The growth was supported by the launch of ALAT – Nigeria’s first fully digital Bank, enhancing Wema Bank’s already existing alternate platforms which recorded a combined growth rate of 205.67 percent in transactions executed and with an estimated 30,000 accounts opened monthly.
“Despite the slow start to the year, 2017 recorded significant progress, highlighted by the introduction of the Investor & Exporters (I&E) window and recovery in oil prices,” Segun Oloketuyi, managing director/CEO said.
The Bank’s earnings from non-interest income remained strong, growing by 24.44 percent from N9.80 billion in 2016 to N12.19 billion in 2017; surpassing its 2017 guidance of a 19 percent growth rate.
The Bank closed with a Profit before Tax (PBT) of N3.01 billion (2016; N3.24 billion), despite reporting an increase in impairment charges which rose from N0.42 billion in 2016 to N2.18 billion in 2017.
In October last year, the Bank held its Extra-Ordinary General Meeting (EGM) towards its proposed Capital Reorganisation Scheme.
“I am delighted to announce that the exercise has been concluded, with all relevant regulatory approvals in place and duly passed and reflected in the 2017 financial year accounts. As earlier highlighted, the conclusion of the exercise would lead to an efficient balance sheet, as ploughed back profit can be capitalised to grow the business while positioning the Bank for dividend payment in the near term”, the CEO said.

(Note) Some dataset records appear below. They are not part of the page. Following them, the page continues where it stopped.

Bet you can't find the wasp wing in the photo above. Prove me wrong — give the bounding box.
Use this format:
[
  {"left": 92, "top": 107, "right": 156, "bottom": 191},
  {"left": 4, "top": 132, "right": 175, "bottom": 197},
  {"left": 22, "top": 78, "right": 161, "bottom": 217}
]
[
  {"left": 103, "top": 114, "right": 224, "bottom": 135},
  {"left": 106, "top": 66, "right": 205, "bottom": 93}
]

Tunde Mabawonku, Chief Finance Officer, noted that the Bank’s 2017 result was reflective of its continued resilience despite realities arising from increased impairment charges during the period.
“Risk management remains at the core of our operations, as we leverage on our prudent risk management practices and reported a Non-Performing Loan (NPL) ratio of 3.52 percent (2016; 5.01%) while our Capital Adequacy Ratio (CAR), closed at 14.32 percent (2016; 11.07%). We remain confident, that the Bank’s credit rating will continue to remain affirmed at investment grade level,” Mabawonku noted.